Specialist stated the link between diabetes and skeletal health is complex and the optimal approach to the management of bone health in patients with diabetes is not yet definitive and may change after some time as discoveries of new clinical studies become available. This new review will inform clinicians about the present state of knowledge, and, importantly, the clear algorithm will facilitate the clinical assessment and management of fragility fracture risk in their patients according to current best practice.
The review outlines the clinical characteristics of bone fragility in adults with diabetes, and highlights recent studies that have evaluated bone mineral density, bone microstructure and biochemical markers, material properties, and fracture prediction (FRAX). It also looks at the effect of diabetes drugs on bone, and additionally the efficacy of osteoporosis treatments in these patients.
Key messages incorporate:
- FRAX and BMD T-score predict fracture risk in those with type 2 diabetes; however both require modification for diabetes to avoid underestimation of risk.
- The pathophysiology of bone delicacy in diabetes is likely multifactorial.
- If a patient has sign for treatment in view of criteria produced for non-diabetes patients, these patients should be treated with osteoporosis drugs.
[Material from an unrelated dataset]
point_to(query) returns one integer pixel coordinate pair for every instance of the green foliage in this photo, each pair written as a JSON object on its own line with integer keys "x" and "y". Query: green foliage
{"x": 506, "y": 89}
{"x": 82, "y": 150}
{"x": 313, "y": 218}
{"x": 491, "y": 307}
Without built up osteoporosis, these pharmaceuticals might be utilized, despite the fact that with caution as the impacts of these medications in situations where bone fragility is mostly because of alterations in bone quality remain to be thoroughly evaluated.
- Future studies should continue to evaluate the structural determinants (material properties, microstructure etc.) of bone fragility and refine fracture prediction algorithms by including disease-specific determinants of fracture.
- New trials will have to prospectively investigate the efficacy and safety of osteoporosis treatment in diabetics with and without low a bone mineral density.